Bank of America, the nations third-largest bank, announced on Monday the launch of a new product for financial advisers that will enable their high net worth clients to customize their portfolios.
The program, Consulting Service Portfolio Strategies, will be offered at $150,000 account minimums and distributed through the more than 1,150 financial advisors in Banc of America Investment Services. The move comes on the heels of decisions by other major banks including Citigroup and J.P. Morgan Chase to go after the mass affluent.
The product aims to capitalize on the growing popularity of multiple discipline accounts, which are separately managed accounts that enable investors to own outright individual securities picked by fund managers. Multiple discipline accounts offer better diversification than the traditional managed account with much less paperwork.
In addition, they allow the end client to harvest tax losses on a stocks or bonds that have fallen out of favor.
Among the money managers available to investors in the program are Marsico Capital Management, NorthRoad Capital Management, Fox Asset Management; and Eagle Asset Management, along with proprietary Banc of America Capital Management investment options.

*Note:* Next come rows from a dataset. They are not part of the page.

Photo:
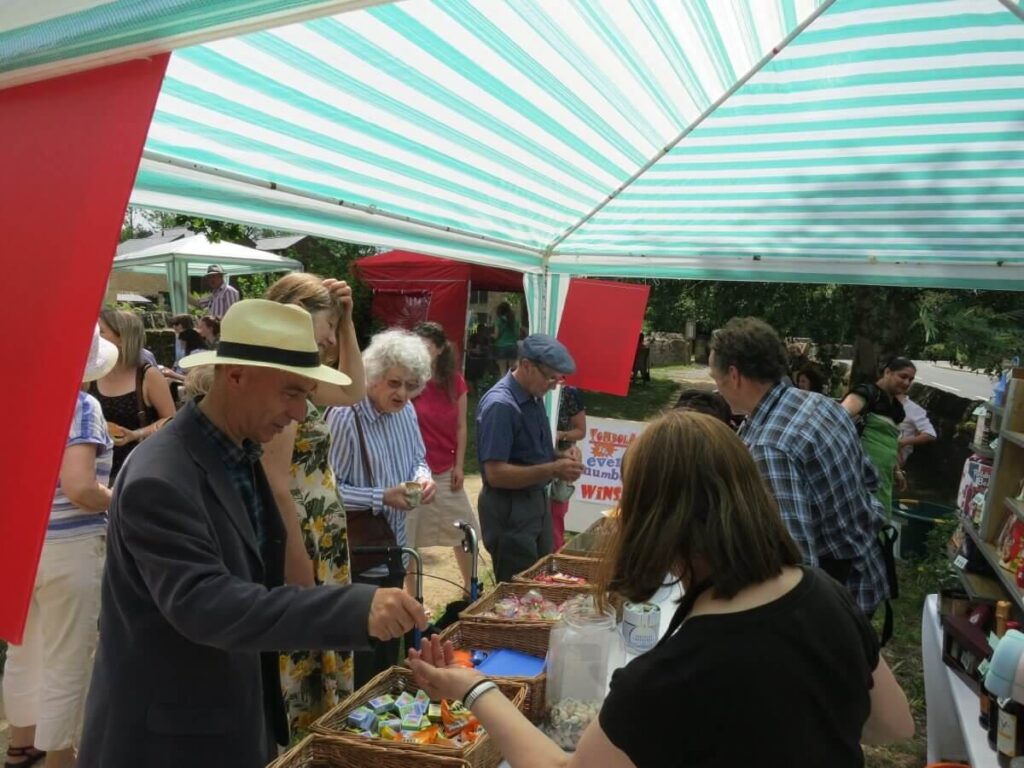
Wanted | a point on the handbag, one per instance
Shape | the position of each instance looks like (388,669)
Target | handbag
(366,528)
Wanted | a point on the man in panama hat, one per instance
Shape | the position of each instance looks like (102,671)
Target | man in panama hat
(194,611)
(221,295)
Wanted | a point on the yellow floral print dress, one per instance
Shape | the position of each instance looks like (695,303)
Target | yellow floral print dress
(315,681)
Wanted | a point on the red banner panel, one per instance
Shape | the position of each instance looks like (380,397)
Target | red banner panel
(69,152)
(600,326)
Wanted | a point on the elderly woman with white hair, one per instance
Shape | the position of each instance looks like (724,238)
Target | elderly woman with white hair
(380,466)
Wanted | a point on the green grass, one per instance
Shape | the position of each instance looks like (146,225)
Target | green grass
(918,579)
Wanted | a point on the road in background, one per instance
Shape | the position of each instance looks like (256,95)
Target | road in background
(962,382)
(958,381)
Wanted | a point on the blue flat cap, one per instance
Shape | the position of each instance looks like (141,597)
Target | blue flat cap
(548,351)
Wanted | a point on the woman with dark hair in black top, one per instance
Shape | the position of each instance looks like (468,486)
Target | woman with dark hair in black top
(765,663)
(879,413)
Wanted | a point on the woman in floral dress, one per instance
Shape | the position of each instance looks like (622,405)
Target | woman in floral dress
(297,466)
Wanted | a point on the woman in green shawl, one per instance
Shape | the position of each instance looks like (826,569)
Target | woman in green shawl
(881,412)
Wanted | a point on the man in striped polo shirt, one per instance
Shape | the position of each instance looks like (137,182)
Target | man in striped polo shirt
(221,295)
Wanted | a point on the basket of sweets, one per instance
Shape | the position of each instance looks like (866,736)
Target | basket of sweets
(525,638)
(389,713)
(522,602)
(320,751)
(594,540)
(562,571)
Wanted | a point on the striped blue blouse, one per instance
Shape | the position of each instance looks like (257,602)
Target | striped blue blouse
(87,428)
(396,455)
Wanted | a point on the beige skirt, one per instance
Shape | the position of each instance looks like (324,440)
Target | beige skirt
(433,524)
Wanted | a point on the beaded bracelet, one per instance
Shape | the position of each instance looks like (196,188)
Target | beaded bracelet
(476,691)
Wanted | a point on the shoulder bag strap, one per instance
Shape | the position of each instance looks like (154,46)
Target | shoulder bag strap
(143,420)
(364,452)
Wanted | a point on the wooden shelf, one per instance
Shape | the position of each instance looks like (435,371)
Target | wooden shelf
(992,557)
(1015,506)
(1015,437)
(984,451)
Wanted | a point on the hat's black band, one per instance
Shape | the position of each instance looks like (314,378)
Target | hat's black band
(258,353)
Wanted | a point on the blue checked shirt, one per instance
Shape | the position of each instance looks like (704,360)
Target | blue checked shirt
(396,455)
(807,448)
(241,463)
(218,302)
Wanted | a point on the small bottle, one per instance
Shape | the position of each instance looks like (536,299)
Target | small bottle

"Portfolio Strategies provides the ease and simplicity of a single separately managed account, along with the investment diversification, potential tax advantages and rebalancing opportunities so needed by investors today," said Dan McNamara, managing director, Consulting Services Group, in a press release.
Bank of Americas program is comprised of seven portfolios with investment minimums ranging from $150,000 to $450,000 for each portfolio. Annual fees and expenses can cost anywhere from 0.85% to 3% of the total asset value depending on the size of the account.
The separately managed account business had $506.63 billion in assets under management at the end of 2003, according to the Money Management Institute. The industrys leading trade group estimates that number will grow to more than $1.1 trillion by 2007.